By Rev. Mike Brannon
Moving to Eufaula, the first things I noticed about First UMC downtown were the bell tower and red awning in front.
But the four arched windows in the tower had broken glass. Pieces seemed to fall out every time the wind blew. People coming to church stepped through glass shards to get inside. And birds nesting in the tower created a sidewalk mess.
The bell hadn’t rung for years.
Members were distressed about the conditions of the tower, but a solution had not been found.
Then Tom and Carolyn Reid visited and joined the church, and Tom started attending United Methodist Men meetings. Tom had designed stained-glass windows for churches. He said he would rebuild the windows in the bell tower.
The tower was built in 1975, but the windows and bell have a longer history. They were salvaged from Sealey Methodist Chapel, Folsom training school, Smithville (1922-1933).
With Tom’s craft skills, Eufaula’s UMMen began to plan restoration of the tower.
President Dave Chambers led cleaning and repainting inside the tower.

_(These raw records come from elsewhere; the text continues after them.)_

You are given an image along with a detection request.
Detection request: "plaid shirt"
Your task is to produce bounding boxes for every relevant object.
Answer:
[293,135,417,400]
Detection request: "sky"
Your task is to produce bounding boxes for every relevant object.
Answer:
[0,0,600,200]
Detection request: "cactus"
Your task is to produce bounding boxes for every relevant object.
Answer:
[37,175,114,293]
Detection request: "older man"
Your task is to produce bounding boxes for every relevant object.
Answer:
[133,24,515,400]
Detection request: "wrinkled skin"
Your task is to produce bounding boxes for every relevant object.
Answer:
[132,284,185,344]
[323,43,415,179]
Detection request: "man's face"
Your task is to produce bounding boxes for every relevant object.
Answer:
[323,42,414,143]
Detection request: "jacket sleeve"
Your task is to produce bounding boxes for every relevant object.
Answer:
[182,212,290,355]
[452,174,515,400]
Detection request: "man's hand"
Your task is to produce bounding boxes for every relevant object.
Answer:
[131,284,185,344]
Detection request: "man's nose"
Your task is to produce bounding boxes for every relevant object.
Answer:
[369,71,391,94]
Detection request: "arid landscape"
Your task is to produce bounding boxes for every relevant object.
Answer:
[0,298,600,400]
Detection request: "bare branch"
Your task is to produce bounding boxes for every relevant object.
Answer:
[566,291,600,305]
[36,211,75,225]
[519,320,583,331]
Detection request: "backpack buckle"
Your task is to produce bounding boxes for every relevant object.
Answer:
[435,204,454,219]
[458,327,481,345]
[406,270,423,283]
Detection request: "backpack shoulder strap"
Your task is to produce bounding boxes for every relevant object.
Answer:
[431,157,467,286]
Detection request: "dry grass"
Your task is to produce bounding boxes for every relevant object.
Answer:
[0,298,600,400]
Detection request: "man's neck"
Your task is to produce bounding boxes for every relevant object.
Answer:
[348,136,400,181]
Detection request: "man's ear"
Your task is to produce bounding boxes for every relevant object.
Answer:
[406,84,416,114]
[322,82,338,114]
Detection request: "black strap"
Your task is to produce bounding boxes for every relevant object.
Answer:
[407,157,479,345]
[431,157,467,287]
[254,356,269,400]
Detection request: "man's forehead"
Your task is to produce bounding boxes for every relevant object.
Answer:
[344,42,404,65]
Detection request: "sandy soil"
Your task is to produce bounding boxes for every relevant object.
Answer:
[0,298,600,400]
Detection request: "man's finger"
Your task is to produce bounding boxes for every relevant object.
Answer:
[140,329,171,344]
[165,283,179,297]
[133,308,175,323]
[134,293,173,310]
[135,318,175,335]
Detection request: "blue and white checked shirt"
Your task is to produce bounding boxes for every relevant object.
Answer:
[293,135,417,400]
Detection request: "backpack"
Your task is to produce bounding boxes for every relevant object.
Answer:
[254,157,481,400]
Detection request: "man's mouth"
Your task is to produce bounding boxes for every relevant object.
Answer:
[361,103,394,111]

Wire screens deprived the birds of their roost, so they moved to new homes. Some of the men, led by Wayne McKnight, constructed cedar window frames.
The bell was restored, too. Sometimes it rings 12 strokes, and sometimes 13, as the Spirit leads the bell ringers!
Tom recreated three of the windows from salvaged glass. The fourth window, facing the street where everyone passing by can see it, required new glass. Within its design is the United Methodist cross-and-flame symbol.
Tom made small crosses from glass shards he couldn’t use in the windows and gave one to each family.
While the men installed the windows, Eufaula’s United Methodist Women were baking pies for their fund-raiser that supports a missionary. They presented fried pies to the men, and all joined in a pizza lunch to celebrate completion of the work.
The church looks so much more inviting, and the downtown area hears the bell at noon every day, proclaiming The United Methodist Church is alive and well in Eufaula.